The wind had shifted, flushing some of the fumes from the small clearing, and Michael, his chest starting to hurt, had gone off in search of a fumarole, where the smoke and gases boiling up from deep beneath the crust of the earth would ease the pain in his lungs and give him the strength that oxygen no longer could. Katharine, terrified of losing sight of him even for a moment, wanted to go with him, but Rob stopped her.

“Let him be, Kath,” he’d said. “Whatever happens to him — however this turns out — he’s going to have to deal with it. And so are you and I.”

As exhausted mentally as she was physically, Katharine had reluctantly settled back, but ten minutes later she wished she hadn’t, for as the first flush of victory at having rescued Michael from Takeo Yoshihara’s estate began to fade, the full horror of her son’s condition set in.
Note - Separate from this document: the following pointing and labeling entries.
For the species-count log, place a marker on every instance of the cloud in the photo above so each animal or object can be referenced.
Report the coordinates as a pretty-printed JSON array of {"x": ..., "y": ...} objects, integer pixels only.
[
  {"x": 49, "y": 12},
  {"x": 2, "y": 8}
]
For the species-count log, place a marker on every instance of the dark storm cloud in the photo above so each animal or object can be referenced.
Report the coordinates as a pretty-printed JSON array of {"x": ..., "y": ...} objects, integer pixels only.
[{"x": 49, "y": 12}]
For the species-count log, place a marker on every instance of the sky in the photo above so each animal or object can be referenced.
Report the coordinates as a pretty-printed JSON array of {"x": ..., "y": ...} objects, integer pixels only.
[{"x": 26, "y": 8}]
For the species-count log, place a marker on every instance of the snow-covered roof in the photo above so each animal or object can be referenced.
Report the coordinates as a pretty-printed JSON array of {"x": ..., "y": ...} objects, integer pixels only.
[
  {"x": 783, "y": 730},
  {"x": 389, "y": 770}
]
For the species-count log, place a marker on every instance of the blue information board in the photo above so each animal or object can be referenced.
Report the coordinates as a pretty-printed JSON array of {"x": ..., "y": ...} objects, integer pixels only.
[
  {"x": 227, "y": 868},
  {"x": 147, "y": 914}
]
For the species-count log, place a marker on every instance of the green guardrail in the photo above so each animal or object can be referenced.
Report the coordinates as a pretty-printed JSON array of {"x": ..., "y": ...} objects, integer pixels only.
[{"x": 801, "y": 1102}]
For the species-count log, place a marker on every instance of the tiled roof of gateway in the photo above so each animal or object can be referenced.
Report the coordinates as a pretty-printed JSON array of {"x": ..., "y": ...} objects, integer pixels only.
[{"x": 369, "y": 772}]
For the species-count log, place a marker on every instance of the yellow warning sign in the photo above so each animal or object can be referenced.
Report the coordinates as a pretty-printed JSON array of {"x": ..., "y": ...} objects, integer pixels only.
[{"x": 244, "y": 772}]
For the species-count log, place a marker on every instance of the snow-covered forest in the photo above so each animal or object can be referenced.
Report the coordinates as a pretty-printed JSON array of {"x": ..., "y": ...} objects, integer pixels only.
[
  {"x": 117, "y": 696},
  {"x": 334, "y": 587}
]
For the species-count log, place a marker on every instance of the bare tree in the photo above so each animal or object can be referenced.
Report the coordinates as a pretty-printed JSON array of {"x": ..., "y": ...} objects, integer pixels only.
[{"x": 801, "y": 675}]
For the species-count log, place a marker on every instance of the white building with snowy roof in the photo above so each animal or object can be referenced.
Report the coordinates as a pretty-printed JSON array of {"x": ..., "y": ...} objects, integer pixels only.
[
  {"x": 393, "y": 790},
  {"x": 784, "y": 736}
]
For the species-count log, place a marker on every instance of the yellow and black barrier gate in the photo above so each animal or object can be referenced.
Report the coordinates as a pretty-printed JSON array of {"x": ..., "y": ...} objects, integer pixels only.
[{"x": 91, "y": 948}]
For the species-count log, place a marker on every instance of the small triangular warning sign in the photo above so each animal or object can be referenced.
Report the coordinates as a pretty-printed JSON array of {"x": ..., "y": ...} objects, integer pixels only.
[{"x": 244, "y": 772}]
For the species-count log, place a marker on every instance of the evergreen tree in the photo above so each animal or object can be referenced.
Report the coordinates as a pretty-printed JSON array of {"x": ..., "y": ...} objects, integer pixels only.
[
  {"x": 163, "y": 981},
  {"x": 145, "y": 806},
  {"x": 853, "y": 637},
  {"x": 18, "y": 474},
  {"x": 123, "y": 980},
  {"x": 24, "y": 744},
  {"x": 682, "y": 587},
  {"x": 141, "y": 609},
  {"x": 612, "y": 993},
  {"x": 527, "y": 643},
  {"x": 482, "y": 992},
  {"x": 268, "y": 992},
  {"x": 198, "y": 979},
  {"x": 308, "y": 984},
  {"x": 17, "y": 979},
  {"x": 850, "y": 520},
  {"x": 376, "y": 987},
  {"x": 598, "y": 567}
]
The alien landscape seemed to be closing in on her, with its perimeters oddly lit by tongues of flame that flicked up from the fire pits, while all around her there was a strange pulsating glow from the lava flows. When Puna had built the small fire, she’d been drawn to it less for its warmth than for its familiarity, and as the little fire seemed to hold the demons surrounding them at bay, she looked at the man who had flown them here, studying him for the first time.

His dirty-blond hair was long, and he wore the standard Maui uniform of shorts, T-shirt, and sandals. He looked far more like a beach bum than a helicopter pilot. “Is there any way I can ever thank you enough for what you did tonight?”

Puna shrugged. “Ken Richter was my best friend. We came to Maui together. If what Rob says is true, I wish I’d had a bomb to dump on that prick’s place after we picked you up.”

“It’s true,” Katharine sighed as Rob slipped his arm protectively around her. “It’s all true.” She pressed closer to Rob and looked into his face. “What are we going to do?”